Уже подходя к зданию военкомата, он увидел своих учеников. Окружив плотным кольцом военкома, они что-то доказывали ему, а он, пожилой человек, смехом и шутками пытался отделаться от них.
— Я же вам говорю, ребята, что никто вас сейчас в армию не возьмет. Идите, учитесь. Кто плохо учится, пусть на глаза мне не попадается. Никогда в армию такого не возьмут.
— А в лыжники можно? — спросил кто-то из ребят. — С двойками?
— Да не-ет. В лыжники не берут?
— Я же говорю: идите, учитесь. Вон ваш директор идет! Он задаст вам перцу!
Отправив ребят в школу, Сергей зашел вместе е военкомом в его кабинет и подал заявление.
— И вы не теряйте времени и продолжайте работать, — сказал ему военком. — У вас дело такое, что доверить не всякому можно.
Уговоры не помогли, и Сергей вернулся в школу. Занятия продолжались, но что-то было уже не то. Даже в глазах первоклассников появилась печать суровости. В январе в школе началась инспекторская проверка. Судя по итогам полугодия, успеваемость почти не улучшилась, но Сергей считал большой удачей результаты контрольных работ. Тексты задач и диктантов, темы для сочинений, присланные из облоно, были сравнительно трудными, но почти все учащиеся справились с ними легко и быстро… В других школах дело обстояло гораздо хуже. Учителя жаловались, что задачи и тексты трудные. Директору Островной школы было чем гордиться: стремление коллектива работать по-новому начало давать свои плоды.
Но комиссия, составленная из инспектора облоно и сотрудников районо, иначе оценила положение. Работу школы признали неудовлетворительной, а в адрес директора записали, что он не способен нацелить учителей на улучшение учебно-воспитательной работы.
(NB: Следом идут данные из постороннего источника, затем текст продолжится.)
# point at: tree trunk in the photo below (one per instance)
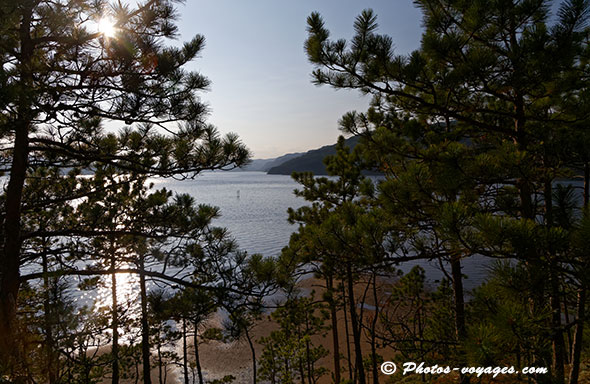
(10, 350)
(356, 335)
(334, 318)
(348, 352)
(460, 328)
(145, 330)
(581, 300)
(184, 352)
(197, 359)
(253, 352)
(557, 341)
(115, 316)
(49, 341)
(578, 337)
(374, 330)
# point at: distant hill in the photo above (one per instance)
(263, 165)
(310, 161)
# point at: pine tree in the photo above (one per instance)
(479, 105)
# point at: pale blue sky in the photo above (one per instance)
(260, 75)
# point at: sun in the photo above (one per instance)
(106, 26)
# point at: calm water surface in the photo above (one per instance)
(254, 208)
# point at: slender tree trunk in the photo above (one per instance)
(557, 341)
(581, 299)
(253, 352)
(184, 352)
(47, 308)
(160, 362)
(459, 301)
(115, 316)
(145, 330)
(578, 337)
(334, 318)
(197, 359)
(348, 352)
(10, 349)
(359, 369)
(374, 330)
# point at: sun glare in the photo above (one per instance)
(106, 26)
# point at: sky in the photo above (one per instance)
(261, 79)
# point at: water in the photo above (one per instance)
(254, 209)
(253, 206)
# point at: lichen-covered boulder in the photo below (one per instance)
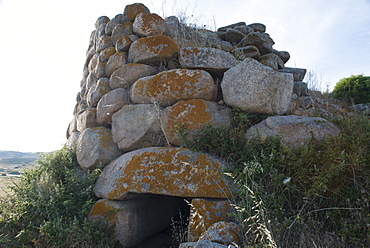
(255, 88)
(121, 30)
(206, 212)
(192, 115)
(293, 130)
(115, 61)
(103, 42)
(128, 74)
(86, 119)
(164, 171)
(123, 44)
(94, 147)
(109, 104)
(105, 54)
(135, 220)
(300, 88)
(112, 23)
(132, 10)
(223, 232)
(258, 27)
(96, 92)
(260, 40)
(272, 60)
(204, 244)
(298, 73)
(101, 20)
(171, 86)
(72, 141)
(137, 126)
(206, 58)
(146, 24)
(247, 52)
(153, 50)
(233, 35)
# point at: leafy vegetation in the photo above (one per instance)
(354, 88)
(49, 207)
(314, 196)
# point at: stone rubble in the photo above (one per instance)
(145, 78)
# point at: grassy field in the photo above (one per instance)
(11, 168)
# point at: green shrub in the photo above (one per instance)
(315, 195)
(354, 88)
(49, 207)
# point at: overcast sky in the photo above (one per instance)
(43, 45)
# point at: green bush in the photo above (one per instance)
(49, 207)
(354, 88)
(314, 196)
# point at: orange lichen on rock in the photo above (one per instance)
(165, 171)
(132, 10)
(104, 210)
(153, 50)
(171, 86)
(192, 115)
(106, 53)
(147, 24)
(204, 213)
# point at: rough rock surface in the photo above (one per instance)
(272, 60)
(192, 115)
(165, 171)
(97, 91)
(128, 74)
(204, 244)
(293, 130)
(206, 212)
(255, 88)
(146, 24)
(137, 126)
(121, 30)
(247, 52)
(209, 59)
(109, 104)
(86, 119)
(171, 86)
(132, 10)
(115, 61)
(298, 73)
(153, 49)
(94, 147)
(223, 232)
(135, 220)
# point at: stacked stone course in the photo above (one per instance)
(140, 84)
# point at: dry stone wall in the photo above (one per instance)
(143, 78)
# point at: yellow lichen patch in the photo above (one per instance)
(103, 209)
(102, 87)
(153, 49)
(123, 43)
(228, 232)
(104, 136)
(205, 213)
(106, 53)
(132, 10)
(149, 24)
(168, 171)
(190, 115)
(174, 85)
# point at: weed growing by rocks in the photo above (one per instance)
(316, 195)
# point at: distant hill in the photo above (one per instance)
(13, 158)
(14, 154)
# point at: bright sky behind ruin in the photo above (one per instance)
(43, 45)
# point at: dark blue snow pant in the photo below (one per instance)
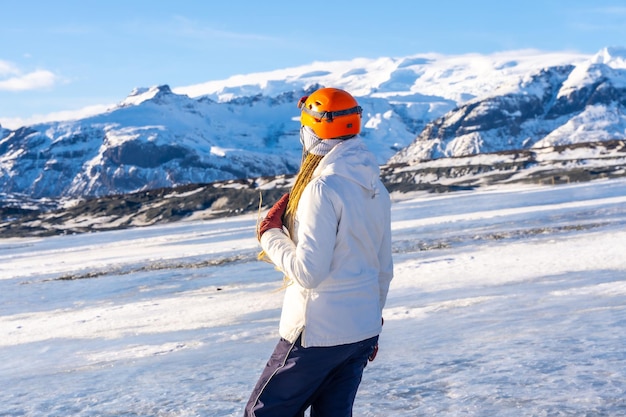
(324, 378)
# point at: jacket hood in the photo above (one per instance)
(351, 159)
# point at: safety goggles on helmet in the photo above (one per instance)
(328, 115)
(332, 113)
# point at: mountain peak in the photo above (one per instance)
(614, 57)
(141, 94)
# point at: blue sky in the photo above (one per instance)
(66, 55)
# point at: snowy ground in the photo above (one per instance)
(506, 302)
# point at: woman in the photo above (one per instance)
(336, 257)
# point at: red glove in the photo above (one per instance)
(274, 218)
(372, 356)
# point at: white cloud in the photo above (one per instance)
(12, 79)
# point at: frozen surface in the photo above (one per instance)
(505, 302)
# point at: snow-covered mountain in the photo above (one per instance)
(247, 126)
(559, 105)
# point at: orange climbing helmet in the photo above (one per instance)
(331, 113)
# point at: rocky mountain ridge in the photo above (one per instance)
(21, 216)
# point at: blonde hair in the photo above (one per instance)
(305, 174)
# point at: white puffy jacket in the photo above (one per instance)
(340, 263)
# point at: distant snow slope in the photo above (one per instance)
(247, 125)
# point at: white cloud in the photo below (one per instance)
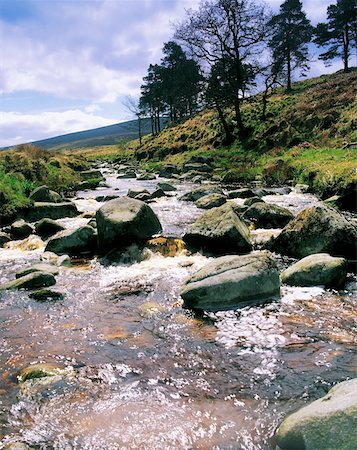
(16, 128)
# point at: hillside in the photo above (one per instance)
(308, 135)
(109, 135)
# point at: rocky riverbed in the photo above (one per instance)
(120, 359)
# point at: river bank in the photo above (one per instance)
(144, 372)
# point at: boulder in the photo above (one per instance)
(231, 281)
(124, 221)
(146, 176)
(250, 201)
(241, 193)
(44, 194)
(73, 242)
(211, 201)
(48, 227)
(40, 210)
(20, 229)
(166, 187)
(265, 215)
(219, 231)
(327, 423)
(134, 192)
(91, 175)
(33, 280)
(317, 230)
(43, 295)
(200, 192)
(4, 238)
(315, 270)
(41, 267)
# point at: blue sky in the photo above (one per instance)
(67, 65)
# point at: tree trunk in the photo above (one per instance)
(229, 138)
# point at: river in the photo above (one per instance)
(144, 373)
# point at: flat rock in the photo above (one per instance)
(265, 215)
(73, 242)
(40, 210)
(317, 230)
(48, 227)
(219, 231)
(327, 423)
(231, 281)
(315, 270)
(124, 221)
(41, 267)
(33, 280)
(211, 201)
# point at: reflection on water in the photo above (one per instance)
(148, 374)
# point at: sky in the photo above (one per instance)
(68, 65)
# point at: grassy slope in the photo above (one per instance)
(302, 138)
(27, 167)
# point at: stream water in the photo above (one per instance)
(144, 373)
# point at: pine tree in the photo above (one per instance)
(291, 32)
(339, 33)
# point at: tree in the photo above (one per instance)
(233, 29)
(291, 32)
(133, 105)
(339, 33)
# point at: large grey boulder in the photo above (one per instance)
(265, 215)
(211, 201)
(40, 210)
(201, 192)
(123, 221)
(232, 281)
(317, 230)
(20, 229)
(33, 280)
(219, 231)
(48, 227)
(44, 194)
(315, 270)
(73, 242)
(329, 423)
(41, 267)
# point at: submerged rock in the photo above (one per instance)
(44, 194)
(317, 269)
(20, 229)
(317, 230)
(33, 280)
(43, 295)
(219, 231)
(232, 281)
(37, 268)
(73, 242)
(201, 192)
(211, 201)
(265, 215)
(40, 210)
(48, 227)
(124, 221)
(327, 423)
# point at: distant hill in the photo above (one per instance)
(125, 131)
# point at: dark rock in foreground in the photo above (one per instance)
(317, 230)
(73, 242)
(53, 211)
(33, 280)
(315, 270)
(124, 221)
(219, 231)
(233, 281)
(327, 423)
(265, 215)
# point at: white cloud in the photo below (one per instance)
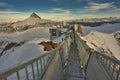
(8, 11)
(60, 11)
(3, 4)
(98, 6)
(55, 0)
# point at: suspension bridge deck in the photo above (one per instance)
(73, 70)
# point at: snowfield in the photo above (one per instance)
(105, 28)
(103, 42)
(30, 49)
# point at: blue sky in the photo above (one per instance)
(58, 9)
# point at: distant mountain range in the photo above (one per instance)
(110, 19)
(33, 21)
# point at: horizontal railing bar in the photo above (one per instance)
(23, 65)
(114, 60)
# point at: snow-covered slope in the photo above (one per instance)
(25, 52)
(117, 36)
(39, 32)
(103, 42)
(28, 50)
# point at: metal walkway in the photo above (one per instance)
(73, 70)
(65, 64)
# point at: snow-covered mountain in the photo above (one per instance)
(105, 28)
(103, 42)
(109, 19)
(33, 21)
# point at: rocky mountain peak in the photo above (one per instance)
(34, 15)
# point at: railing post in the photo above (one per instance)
(118, 73)
(18, 76)
(33, 71)
(26, 71)
(37, 68)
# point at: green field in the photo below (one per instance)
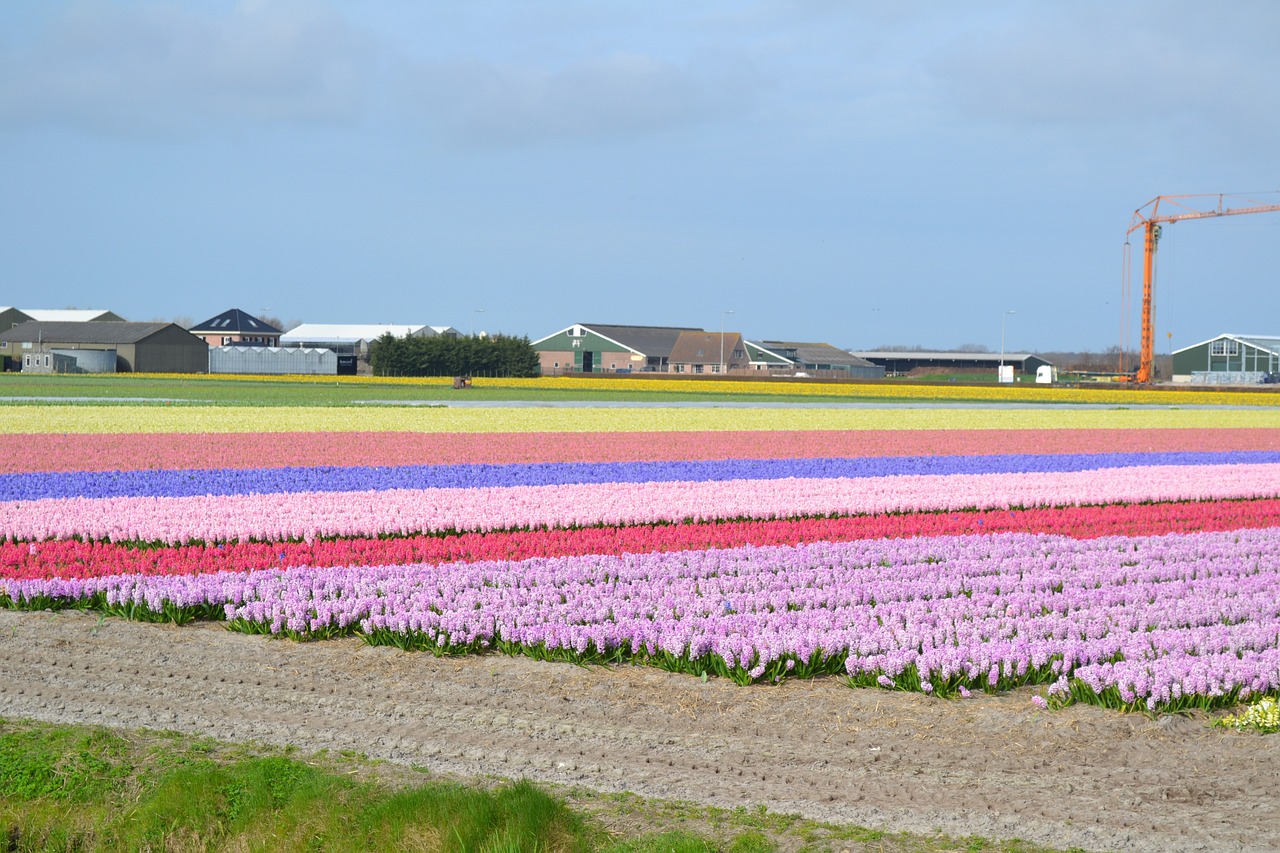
(83, 788)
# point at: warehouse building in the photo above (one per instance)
(1229, 359)
(109, 346)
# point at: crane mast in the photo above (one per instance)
(1150, 219)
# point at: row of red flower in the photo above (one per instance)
(106, 452)
(76, 559)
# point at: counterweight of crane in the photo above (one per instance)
(1150, 218)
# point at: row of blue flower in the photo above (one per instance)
(216, 482)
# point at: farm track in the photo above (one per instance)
(992, 766)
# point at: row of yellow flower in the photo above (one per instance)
(1101, 393)
(652, 419)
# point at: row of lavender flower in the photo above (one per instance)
(332, 478)
(1152, 621)
(574, 559)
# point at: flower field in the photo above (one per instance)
(1123, 557)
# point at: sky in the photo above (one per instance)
(892, 173)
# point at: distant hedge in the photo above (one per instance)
(498, 355)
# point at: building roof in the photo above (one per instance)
(905, 355)
(1265, 342)
(809, 352)
(704, 347)
(233, 322)
(347, 332)
(653, 341)
(72, 315)
(760, 354)
(86, 332)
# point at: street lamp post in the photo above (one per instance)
(723, 314)
(1002, 318)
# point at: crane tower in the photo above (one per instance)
(1150, 218)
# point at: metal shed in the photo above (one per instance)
(1228, 359)
(273, 360)
(140, 347)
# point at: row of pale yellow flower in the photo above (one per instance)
(652, 419)
(1112, 393)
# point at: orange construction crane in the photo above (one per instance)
(1150, 219)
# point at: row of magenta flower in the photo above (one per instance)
(1159, 621)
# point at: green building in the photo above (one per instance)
(1228, 359)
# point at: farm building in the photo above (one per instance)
(824, 360)
(237, 327)
(1228, 359)
(12, 316)
(350, 338)
(273, 360)
(900, 361)
(708, 352)
(592, 347)
(73, 315)
(104, 347)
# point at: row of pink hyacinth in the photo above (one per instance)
(106, 452)
(1153, 620)
(408, 511)
(80, 559)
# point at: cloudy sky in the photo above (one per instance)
(863, 173)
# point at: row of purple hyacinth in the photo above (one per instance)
(306, 515)
(1153, 620)
(215, 482)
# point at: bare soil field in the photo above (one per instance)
(992, 765)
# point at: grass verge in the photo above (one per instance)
(85, 788)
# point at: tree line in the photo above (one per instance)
(497, 355)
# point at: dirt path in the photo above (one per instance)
(992, 766)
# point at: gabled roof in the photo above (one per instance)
(654, 341)
(809, 352)
(704, 347)
(87, 332)
(759, 354)
(1265, 342)
(909, 355)
(233, 322)
(72, 315)
(347, 332)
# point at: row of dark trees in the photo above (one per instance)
(498, 355)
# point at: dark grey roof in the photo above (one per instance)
(909, 355)
(707, 347)
(87, 332)
(809, 352)
(650, 340)
(233, 322)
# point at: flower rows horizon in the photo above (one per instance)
(1124, 557)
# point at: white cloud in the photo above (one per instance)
(137, 69)
(620, 95)
(1141, 65)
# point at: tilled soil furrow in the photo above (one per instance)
(990, 766)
Успешное выполнение контрольных работ Ивлянская не только расценила как случайное явление, но и высказала подозрение, что учителя подсказывали учащимся.
Дома тоже начались неприятности. Аня стала молчаливой, часто по пустякам раздражалась и грубила. Ясно было, что все это вызвано служебными неудачами Сергея.
Сергей сидел дома один. Он приболел и не пошел на районное собрание учителей.
Аня пришла поздно и, не заходя к Сергею в спальню, долго возилась на кухне, гремела посудой, что- то передвигала, переставляла.
— Аня! — позвал наконец Сергей.
— Сейчас приду, — ответила она, но это «сейчас» тянулось еще долго.
— Что было на собрании? — спросил Сергей.
— Что было? Ивлянская выступала и тебя помянула недобрым словом. Говорила, что ждут приказа о снятии тебя с работы. Потом Ожарков выступал. Говорил, что ты не дал его сыну окончить семь классов и выгнал из школы. Ругался ты будто так, что очки свои со злости разбил.
Сергей молчал.
— Когда это кончится, Сережа? — с болью спросила Аня. — За что я должна терпеть такой позор? На улице невозможно стало появляться. Вчера пьяный какой-то привязался в магазине и стал кричать на меня, что недолго осталось царствовать Заякину… Уйди ты с этой работы, уйди!
— Но ведь ты же знаешь, что я не из-за личных счетов исключил его?